Just for laughs I placed 3 orders, one from a company in PA, one from a company in Utah, and one from a company in AZ. I did this at 8pm on a Friday night. I received my order from the AZ company on the following Tuesday, my order from the Utah company on Wednesday and my order from the PA company on Friday. The 2 farthest companies from me came the quickest, but the delivery time was acceptable for all involved as far as I am concerned. Nothing happens fast in this world but I will note that one package arrived before another was even shipped, that isn't the best way to do things in my book and they need to work on that part.


----------



## RussFairfield (Feb 9, 2010)

My problem with PSI has never been the shipping time. I must be in Zone-8 for them because their S & H cost has always been too high for me. Adding in the postage, I can usually buy what I need at Woodcraft for the same price or less.


----------



## Glenn McCullough (Feb 9, 2010)

I just placed an order Thursday and got it yesterday, so maybe somethings back ordered. I have had slow delivery in the past, but not as of late. 
My grudge is paying for them shipping a catalog with each order when I get one in the mail. They should ship thru USPS and save us money. They have good pricing overall, but not much difference after paying way too much to have it sent.


----------



## wolftat (Feb 9, 2010)

I have never gotten a catalog with an order from them.


----------



## socdad (Feb 9, 2010)

Free market at its best … if you do not approve of companies practices, shipping or whatever, do not use there service. Most effective if you inform the business in question why there service is no longer used. Just my 2 cents worth …


----------



## bobleibo (Feb 9, 2010)

I think the folks at PSI would be wise to invest in a consultant with a transportation logistics, labor management and an industrial engineering background (HINT!) because everything I read about their concerns deals with the timeframe between when the order is placed and when it is shipped. Pricing and quality have always been fine. 
I am happy with the items I have purchased from PSI and simply compensate for the "grey area" in timing. If I am in a real big hurry for something, I call them direct and ask if they can get it out ASAP and they have usually been very accomodating. 
Cheers
Bob


----------



## SDB777 (Feb 9, 2010)

My last order from them took a little over 9 days to get, after my card was relieved of some funds.  Got me for $15.90 in shipping too(supposed to have two boxes according to their webpage.
Order arrived in one box!  Figure for $15.90, I could have got PriortyMail or a Flat Rate box....and it would have been at my door in two days!

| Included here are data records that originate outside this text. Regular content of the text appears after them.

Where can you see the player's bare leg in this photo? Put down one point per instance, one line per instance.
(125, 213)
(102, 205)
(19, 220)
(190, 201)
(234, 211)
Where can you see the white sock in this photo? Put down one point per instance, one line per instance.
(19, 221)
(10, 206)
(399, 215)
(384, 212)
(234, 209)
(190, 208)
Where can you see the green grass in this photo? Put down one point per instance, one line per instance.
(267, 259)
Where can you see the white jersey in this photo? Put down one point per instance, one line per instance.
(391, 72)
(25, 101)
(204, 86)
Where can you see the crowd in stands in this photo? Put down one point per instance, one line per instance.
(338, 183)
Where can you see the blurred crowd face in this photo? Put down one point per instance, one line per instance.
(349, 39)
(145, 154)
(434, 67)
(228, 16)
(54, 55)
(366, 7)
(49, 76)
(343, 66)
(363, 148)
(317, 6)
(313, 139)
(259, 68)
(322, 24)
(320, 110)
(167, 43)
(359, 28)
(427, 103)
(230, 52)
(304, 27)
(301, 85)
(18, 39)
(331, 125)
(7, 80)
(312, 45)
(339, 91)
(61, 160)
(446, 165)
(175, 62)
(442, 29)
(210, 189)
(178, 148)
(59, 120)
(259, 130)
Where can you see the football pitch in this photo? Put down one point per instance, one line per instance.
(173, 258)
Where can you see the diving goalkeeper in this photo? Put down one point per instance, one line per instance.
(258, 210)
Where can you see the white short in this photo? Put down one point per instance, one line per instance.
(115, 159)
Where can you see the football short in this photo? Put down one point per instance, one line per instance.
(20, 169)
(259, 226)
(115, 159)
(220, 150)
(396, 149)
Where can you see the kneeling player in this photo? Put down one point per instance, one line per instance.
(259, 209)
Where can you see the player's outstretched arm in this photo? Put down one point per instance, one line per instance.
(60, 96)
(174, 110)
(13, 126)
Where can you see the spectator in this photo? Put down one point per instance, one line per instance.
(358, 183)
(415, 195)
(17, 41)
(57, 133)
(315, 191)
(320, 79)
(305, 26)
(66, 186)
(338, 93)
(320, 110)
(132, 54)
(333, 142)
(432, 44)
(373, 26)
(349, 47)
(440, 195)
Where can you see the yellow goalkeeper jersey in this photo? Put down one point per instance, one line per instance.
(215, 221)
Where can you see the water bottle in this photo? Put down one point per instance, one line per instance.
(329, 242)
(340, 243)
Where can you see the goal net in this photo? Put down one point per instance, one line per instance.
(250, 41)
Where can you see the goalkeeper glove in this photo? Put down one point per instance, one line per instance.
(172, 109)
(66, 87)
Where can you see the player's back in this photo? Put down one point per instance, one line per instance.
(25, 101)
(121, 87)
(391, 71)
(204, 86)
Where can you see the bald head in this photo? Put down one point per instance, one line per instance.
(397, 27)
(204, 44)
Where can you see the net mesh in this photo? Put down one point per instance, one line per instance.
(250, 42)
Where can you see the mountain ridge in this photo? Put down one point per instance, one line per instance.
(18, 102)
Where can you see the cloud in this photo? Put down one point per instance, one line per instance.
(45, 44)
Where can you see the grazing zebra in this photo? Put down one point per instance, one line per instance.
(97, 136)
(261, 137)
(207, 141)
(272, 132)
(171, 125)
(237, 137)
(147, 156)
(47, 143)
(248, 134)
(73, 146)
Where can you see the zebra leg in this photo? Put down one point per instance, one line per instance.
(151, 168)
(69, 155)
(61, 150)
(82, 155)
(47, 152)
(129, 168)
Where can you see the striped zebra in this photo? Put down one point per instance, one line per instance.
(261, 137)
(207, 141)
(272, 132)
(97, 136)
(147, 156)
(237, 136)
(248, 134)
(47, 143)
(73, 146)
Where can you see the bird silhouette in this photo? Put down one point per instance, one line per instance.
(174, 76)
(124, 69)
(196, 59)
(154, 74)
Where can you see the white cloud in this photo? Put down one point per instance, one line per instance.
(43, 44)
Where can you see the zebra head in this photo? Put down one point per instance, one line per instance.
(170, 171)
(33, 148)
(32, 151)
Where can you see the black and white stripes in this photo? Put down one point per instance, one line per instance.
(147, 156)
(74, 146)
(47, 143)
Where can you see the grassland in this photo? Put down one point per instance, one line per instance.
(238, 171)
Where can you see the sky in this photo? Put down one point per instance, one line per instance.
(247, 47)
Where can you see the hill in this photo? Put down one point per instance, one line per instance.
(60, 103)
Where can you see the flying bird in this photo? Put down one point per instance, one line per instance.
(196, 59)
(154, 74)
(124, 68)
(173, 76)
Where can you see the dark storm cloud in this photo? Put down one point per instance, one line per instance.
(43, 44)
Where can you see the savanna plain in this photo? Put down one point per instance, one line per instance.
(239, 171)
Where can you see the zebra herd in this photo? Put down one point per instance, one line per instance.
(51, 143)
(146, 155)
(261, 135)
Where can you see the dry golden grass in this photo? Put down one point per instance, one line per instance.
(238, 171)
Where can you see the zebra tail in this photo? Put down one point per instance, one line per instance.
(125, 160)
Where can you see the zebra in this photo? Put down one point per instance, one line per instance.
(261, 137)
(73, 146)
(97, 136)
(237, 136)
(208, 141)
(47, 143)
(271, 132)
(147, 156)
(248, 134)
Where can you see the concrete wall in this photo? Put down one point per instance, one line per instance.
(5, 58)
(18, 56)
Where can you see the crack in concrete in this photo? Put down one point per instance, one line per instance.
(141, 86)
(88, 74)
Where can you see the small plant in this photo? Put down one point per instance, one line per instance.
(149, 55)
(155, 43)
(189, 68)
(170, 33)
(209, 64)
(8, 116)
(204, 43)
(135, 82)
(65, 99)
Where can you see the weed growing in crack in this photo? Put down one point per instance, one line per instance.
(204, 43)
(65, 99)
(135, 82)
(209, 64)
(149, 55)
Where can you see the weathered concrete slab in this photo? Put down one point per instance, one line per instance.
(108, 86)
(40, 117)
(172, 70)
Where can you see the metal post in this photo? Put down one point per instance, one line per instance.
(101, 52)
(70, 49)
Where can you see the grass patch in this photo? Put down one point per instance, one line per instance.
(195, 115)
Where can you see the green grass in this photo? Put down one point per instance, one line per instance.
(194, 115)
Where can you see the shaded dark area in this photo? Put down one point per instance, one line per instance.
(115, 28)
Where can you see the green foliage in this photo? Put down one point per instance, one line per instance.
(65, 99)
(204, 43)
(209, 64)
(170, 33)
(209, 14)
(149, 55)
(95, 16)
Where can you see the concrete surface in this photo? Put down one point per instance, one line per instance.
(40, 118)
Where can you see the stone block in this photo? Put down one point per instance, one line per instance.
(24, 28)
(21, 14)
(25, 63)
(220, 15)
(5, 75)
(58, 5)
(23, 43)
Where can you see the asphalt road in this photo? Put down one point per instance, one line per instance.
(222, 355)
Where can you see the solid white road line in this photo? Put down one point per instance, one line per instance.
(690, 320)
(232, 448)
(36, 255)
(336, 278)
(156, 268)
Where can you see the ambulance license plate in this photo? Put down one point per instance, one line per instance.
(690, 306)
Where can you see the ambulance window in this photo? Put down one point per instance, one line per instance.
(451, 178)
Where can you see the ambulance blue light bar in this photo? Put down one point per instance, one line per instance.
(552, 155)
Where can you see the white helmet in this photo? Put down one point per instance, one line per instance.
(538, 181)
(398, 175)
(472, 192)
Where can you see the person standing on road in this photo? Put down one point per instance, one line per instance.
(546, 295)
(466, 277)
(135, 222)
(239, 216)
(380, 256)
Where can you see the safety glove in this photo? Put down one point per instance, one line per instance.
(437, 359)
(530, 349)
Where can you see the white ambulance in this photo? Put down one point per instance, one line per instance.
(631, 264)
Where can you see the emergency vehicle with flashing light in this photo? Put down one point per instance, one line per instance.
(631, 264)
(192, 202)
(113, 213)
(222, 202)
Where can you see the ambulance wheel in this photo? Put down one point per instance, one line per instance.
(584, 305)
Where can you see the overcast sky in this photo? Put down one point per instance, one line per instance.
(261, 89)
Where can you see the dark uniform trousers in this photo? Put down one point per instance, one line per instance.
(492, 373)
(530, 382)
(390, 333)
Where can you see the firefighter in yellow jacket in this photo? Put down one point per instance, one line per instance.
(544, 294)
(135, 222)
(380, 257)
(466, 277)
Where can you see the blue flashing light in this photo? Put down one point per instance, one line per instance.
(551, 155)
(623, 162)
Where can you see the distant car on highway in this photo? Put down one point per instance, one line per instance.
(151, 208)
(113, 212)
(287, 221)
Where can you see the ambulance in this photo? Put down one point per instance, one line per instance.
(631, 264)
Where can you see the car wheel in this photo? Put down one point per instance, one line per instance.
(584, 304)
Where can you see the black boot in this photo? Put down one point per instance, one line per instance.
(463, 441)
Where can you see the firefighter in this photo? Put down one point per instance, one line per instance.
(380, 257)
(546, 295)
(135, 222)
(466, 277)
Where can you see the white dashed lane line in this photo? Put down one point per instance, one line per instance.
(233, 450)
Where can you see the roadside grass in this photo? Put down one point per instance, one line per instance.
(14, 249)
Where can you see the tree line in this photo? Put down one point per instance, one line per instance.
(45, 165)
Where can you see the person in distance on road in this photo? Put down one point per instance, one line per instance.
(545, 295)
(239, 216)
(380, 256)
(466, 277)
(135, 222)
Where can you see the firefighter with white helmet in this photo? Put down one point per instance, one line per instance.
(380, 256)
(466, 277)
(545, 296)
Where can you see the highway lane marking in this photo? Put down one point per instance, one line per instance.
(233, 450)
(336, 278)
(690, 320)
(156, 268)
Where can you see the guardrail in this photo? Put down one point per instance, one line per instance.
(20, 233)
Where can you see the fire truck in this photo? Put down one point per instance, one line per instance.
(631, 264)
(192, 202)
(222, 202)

I've done the feedback thing with them, and made sure to mention how unsatisfied I was with their shipping procedure.


I've since started ordering from woodturnz(same stuff), they ship faster and the same products are normally cheap too!



Scott (hate some slow shipping) B


----------



## Dave_M (Feb 9, 2010)

Sorry Chuck, no flame'n today.  I'm in agreement with you.  To me the shipping times are neither good or bad.  They just are and I plan accordingly.  I prefer ordering from AS because Bill is quick and very consistent, but I order from several other vendors including PSI & CSUSA.     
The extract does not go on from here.